Slover v. United States

33 F. Supp. 446 | Ct. Cl. | 1940

Whitaker, Judge,

delivered the opinion of the court.

The plaintiff seeks a deduction for 1931 of a loss incurred in connection with the purchase of fifty (50) shares of stock of the Norfolk National Bank of Commerce and Trusts.

Section 23 (e) of the Revenue Act of 1928 (45 Stat. 791) permits a deduction of losses—

(1) if incurred in trade or business; or

(2) if incurred in any transaction entered into for profit, though not connected with the trade or business.
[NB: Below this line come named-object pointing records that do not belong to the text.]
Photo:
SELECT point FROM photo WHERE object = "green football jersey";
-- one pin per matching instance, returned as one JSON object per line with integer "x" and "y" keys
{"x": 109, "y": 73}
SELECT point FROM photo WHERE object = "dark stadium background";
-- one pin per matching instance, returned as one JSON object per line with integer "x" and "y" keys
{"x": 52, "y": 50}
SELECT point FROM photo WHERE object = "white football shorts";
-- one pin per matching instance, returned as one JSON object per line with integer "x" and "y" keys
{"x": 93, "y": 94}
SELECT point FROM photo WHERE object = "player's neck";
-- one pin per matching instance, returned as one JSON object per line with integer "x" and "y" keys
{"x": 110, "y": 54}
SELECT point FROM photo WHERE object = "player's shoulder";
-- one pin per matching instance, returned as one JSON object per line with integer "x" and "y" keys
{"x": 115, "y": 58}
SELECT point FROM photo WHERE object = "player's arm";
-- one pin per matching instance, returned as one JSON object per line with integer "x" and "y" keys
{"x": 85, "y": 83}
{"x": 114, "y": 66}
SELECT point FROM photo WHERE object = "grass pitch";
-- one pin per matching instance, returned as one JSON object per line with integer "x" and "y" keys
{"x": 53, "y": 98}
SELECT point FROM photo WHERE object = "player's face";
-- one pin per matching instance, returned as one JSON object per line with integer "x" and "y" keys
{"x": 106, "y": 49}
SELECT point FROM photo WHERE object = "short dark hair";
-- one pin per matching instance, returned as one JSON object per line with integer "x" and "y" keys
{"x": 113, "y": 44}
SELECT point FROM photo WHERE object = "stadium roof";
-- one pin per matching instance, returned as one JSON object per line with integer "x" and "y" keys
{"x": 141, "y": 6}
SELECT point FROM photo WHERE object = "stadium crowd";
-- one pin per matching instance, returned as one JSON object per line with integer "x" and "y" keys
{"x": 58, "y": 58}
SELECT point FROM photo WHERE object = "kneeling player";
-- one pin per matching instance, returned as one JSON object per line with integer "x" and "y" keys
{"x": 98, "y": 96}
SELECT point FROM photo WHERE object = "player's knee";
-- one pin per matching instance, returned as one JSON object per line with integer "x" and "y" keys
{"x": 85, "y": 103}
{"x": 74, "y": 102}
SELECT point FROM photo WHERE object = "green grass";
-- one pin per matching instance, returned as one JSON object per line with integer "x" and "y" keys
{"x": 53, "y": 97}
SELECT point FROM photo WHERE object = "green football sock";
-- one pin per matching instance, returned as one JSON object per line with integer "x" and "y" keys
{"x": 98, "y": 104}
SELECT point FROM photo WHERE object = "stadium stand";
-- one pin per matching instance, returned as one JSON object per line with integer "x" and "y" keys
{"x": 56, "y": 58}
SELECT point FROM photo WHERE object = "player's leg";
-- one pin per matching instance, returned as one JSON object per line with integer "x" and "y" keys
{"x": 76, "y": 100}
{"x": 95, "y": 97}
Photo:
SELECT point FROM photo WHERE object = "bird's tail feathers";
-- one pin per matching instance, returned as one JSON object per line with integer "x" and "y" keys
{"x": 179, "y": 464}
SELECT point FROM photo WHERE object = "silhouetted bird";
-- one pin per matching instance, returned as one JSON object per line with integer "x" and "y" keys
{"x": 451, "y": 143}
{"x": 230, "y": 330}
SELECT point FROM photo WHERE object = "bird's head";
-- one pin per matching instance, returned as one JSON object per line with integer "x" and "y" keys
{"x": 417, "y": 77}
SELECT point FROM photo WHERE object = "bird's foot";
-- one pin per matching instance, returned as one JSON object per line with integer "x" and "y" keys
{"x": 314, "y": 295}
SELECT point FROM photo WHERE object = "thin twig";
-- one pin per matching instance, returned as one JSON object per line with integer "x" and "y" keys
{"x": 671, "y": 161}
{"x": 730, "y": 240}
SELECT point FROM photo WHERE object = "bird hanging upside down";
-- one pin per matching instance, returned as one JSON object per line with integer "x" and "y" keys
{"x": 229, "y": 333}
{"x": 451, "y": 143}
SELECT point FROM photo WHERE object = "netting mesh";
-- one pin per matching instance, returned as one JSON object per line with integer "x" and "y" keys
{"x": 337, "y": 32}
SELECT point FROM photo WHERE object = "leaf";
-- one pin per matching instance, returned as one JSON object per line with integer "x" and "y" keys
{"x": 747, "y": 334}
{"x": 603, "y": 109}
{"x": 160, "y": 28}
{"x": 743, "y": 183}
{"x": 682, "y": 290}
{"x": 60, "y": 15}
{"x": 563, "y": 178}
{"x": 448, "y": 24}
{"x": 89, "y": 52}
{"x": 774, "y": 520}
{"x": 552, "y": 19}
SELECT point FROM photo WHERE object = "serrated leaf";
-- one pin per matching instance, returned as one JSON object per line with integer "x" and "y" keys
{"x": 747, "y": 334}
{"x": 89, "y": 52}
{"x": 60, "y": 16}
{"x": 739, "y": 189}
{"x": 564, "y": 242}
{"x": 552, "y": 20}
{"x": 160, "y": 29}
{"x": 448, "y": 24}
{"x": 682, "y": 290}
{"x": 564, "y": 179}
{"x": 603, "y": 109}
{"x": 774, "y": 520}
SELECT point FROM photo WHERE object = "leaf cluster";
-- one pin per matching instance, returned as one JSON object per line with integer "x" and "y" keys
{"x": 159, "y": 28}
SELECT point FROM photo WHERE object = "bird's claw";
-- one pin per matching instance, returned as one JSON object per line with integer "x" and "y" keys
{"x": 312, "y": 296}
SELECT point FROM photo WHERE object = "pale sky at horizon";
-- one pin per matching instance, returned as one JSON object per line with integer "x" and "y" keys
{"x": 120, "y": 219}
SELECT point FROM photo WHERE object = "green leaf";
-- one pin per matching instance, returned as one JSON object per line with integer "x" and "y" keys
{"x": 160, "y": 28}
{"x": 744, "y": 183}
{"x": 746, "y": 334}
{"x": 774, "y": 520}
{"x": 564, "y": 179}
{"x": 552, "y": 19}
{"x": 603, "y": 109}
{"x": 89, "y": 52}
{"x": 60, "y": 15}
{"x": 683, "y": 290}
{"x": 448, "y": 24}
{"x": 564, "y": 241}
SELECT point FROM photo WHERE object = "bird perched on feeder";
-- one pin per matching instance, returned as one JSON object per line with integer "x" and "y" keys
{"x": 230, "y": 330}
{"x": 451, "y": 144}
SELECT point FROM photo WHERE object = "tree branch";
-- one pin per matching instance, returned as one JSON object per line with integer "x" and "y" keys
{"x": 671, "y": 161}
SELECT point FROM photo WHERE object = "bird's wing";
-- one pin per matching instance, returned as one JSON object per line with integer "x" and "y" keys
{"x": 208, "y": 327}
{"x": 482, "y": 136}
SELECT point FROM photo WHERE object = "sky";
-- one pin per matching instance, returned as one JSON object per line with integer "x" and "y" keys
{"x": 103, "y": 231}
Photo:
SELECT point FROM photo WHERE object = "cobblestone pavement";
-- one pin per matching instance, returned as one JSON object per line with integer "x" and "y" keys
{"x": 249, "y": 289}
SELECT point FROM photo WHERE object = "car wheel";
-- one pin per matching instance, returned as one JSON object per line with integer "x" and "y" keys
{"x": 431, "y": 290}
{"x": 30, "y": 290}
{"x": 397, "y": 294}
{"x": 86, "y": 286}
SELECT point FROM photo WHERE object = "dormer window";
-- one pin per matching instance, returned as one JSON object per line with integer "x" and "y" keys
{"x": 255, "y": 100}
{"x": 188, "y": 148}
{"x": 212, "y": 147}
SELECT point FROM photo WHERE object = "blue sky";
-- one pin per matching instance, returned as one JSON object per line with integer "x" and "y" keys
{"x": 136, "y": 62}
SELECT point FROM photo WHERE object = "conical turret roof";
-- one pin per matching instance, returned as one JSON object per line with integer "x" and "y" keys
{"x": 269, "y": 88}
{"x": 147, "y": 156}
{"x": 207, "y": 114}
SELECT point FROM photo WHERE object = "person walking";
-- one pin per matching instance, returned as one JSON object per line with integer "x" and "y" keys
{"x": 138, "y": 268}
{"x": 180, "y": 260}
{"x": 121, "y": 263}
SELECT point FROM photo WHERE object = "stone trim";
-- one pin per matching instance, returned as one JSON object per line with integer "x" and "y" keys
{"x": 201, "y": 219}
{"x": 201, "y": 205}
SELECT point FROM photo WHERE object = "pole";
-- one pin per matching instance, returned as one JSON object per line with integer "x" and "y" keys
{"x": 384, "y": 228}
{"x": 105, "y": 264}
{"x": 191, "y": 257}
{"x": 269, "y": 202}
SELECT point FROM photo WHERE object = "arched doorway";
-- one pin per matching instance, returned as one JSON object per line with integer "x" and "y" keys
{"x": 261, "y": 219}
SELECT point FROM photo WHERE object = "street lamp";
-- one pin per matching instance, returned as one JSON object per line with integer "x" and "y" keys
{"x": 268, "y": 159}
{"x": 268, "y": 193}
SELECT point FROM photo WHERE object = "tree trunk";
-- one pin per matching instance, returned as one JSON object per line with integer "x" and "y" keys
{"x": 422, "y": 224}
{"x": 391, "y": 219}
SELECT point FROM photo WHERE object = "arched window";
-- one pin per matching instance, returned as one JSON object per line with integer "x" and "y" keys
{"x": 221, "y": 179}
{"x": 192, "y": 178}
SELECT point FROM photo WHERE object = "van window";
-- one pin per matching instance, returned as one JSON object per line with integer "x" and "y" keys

The plaintiff was the chairman of the board of the Norfolk Ledger-Dispatch, an evening newspaper. He was also *291a stockholder in the Norfolk National Bank of Commerce and Trusts. Associated with him in the newspaper business was P. S. Huber, a younger man, in whose welfare the plaintiff was interested. Plaintiff suggested to Huber in 1928 that he purchase some of the stock of the Norfolk National Bank of Commerce and Trusts and, in order to induce him to do so and to save him from loss if he did, plaintiff entered into an agreement with him, as set out in his letter of December 1, 1928, which reads as follows:

Deferring to our recent conversation regarding the acquisition by you of stock of the Norfolk National Bank of Commerce and Trusts, as you know, I am greatly interested in the development of the bank and in your welfare also, and as I consider the purchase of the stock of this bank a good investment for you and one that may? result in bringing you into closer contact with one of the leading business institutions of this city, I will agree to purchase from you at any time upon reasonable notice up to 50 shares of this stock at a price of $300.00 per share.

Following this Huber bought fifty shares of the stock of this bank at $300.00 a share, borrowing the money in order to do so, and using the stock as collateral for the loan. By July 1931 the market value of the stock had declined to about $125.00 a share, and Huber was being pressed by his creditor for payment of. the loan or for additional collateral. He, therefore, found it necessary to call on the plaintiff to fulfill his agreement as set out in his letter of December 1, 1928. In response the plaintiff purchased from him his 50 shares at $300.00 a share, and the next day sold the same stock for $125.00 a share, sustaining thereby a loss of $8,750.00.

It is clear that this is not a loss incurred in the plaintiff’s trade or business; in fact, plaintiff in his brief makes no such claim.

It also seems clear that the loss sustained was not one in a “transaction entered into for profit.” Plaintiff had no opportunity of realizing a profit from the transaction. It could result in a loss but not in a profit. The plaintiff entered into the engagement not for profit, but in order to *292promote the welfare of a young man in whom he was interested. Goldsborough v. Burnet, 46 F. (2d) 432.

The plaintiff is not entitled to recover and his petition will therefore be dismissed. It is so ordered.

LittletoN, Judge; GeeeN, Judge; and Whaley, Chief Justice, concur.